La historia de la felicidad es muy larga. El humanismo cristiano, muy innovador con respecto a la cultura griega y romana, propuso desde el principio la visión de una “felicidad limitada”, que no consideraba la búsqueda de la propia felicidad como el fin último de la vida, sino que estaba subordinada a otros valores, como el paraíso y la felicidad de la comunidad o de la familia. Durante siglos pensamos que la única felicidad digna de ser alcanzada era la de los otros o la de todos. La piedra angular sobre la que se asentaba la educación de la generación de nuestros padres consistía en anteponer la felicidad de los hijos a la suya propia. Muchas mujeres, tantas como las arenas del mar, renunciaron, a veces libremente, a su propia felicidad para que sus hijos fueran felices o, al menos, más felices que ellas. El sacrificio y el ahorro de los padres tenían como destino la felicidad de sus hijos y nietos. Un mundo sin hijos, en el que no hay que ocuparse de su felicidad, ha dejado de entender el ahorro y lo ha convertido en inversión y en especulación. Esta “dinámica inter-temporal de la felicidad” unió y hermanó a muchas generaciones. Hizo que algunos emigraran y enviaran a casa la mayor parte de su amargo salario. También muchas veces les hizo regresar. El “tipo de interés” de felicidad propia y del momento era negativo, porque tenían más peso la felicidad del mañana y la de los hijos.
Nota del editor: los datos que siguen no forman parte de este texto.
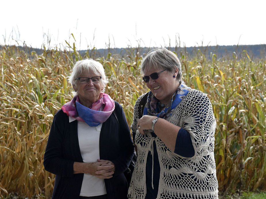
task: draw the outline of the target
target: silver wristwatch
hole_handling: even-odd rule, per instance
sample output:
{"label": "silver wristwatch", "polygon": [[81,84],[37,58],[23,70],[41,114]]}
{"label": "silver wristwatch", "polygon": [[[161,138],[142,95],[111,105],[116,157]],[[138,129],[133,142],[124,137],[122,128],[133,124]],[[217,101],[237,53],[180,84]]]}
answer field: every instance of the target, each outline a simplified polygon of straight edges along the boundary
{"label": "silver wristwatch", "polygon": [[160,118],[158,117],[152,120],[152,123],[151,124],[151,130],[153,131],[154,131],[154,125],[159,118]]}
En la era moderna, esta antigua y enraizada idea de la felicidad se sumió en una profunda crisis. En su lugar, se fue abriendo paso la idea, típica del mundo precristiano, de que nuestra felicidad es el bien último y absoluto, el fin a cuyo servicio debe subordinarse cualquier otro objetivo. De este modo, en América se proclamó “la búsqueda de la felicidad” (1776) como derecho individual inalienable, constituyendo uno de los tres pilares de la civilización moderna, junto con la vida y la libertad. En cambio, el mundo latino y católico, más ligado a sus raíces medievales, siguió considerando que la felicidad individual era insuficiente para convertirse en fundamento de la sociedad. En lugar de la búsqueda de la felicidad individual, propuso la “felicidad pública”. La Constitución Italiana eligió como primera palabra el trabajo, que hacía referencia a otros valores distintos de la felicidad: esfuerzo, deber, compromiso.
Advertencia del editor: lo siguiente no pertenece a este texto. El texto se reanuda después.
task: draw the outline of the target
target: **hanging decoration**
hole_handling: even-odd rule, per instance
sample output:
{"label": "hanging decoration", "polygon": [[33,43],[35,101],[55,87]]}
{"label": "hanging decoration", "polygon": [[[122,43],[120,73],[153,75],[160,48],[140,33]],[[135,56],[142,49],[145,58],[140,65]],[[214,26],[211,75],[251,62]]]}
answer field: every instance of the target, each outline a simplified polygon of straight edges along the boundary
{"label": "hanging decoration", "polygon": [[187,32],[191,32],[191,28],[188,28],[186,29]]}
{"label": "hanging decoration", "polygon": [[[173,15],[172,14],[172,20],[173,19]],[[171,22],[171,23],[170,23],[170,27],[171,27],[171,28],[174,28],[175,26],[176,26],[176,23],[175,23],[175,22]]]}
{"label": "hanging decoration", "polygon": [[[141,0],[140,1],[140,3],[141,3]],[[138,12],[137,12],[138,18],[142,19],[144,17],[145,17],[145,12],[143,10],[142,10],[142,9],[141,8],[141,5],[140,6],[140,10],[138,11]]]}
La economía contemporánea, de matriz cultural anglosajona, casa perfectamente con el ideal de la felicidad individual. Para la lógica económica, toda elección, incluso la más generosa, tiene sentido como maximización del propio bienestar subjetivo. Los gustos y las preferencias de las personas con respecto a la felicidad son muy variados. Cada uno trata de maximizarla a su manera; pero lógicamente es imposible imaginar que alguien elija algo que no aumente su propia felicidad. Incluso el altruista puro busca en el fondo su propia felicidad y la alcanza a través de sus comportamientos altruistas. Una madre puede hacer algo por la felicidad de una hija, pero si lo hace libremente, su propia decisión está revelando que si no lo hiciera se sentiría peor. Para la economía, el mundo está habitado únicamente por personas que quiere satisfacer su propia felicidad al máximo. Aquellos que nos parecen infelices en realidad sólo tienen una felicidad distinta a la nuestra, o no tienen suficientes recursos para alcanzar su propia felicidad, o no están bien informados para elegir lo que de verdad desean. Desde este punto de vista, que es el que domina la economía y cada vez más la vida, es imposible que elijamos reducir voluntariamente nuestra felicidad. Sólo los estúpidos elegirían reducir intencionadamente su propio bienestar.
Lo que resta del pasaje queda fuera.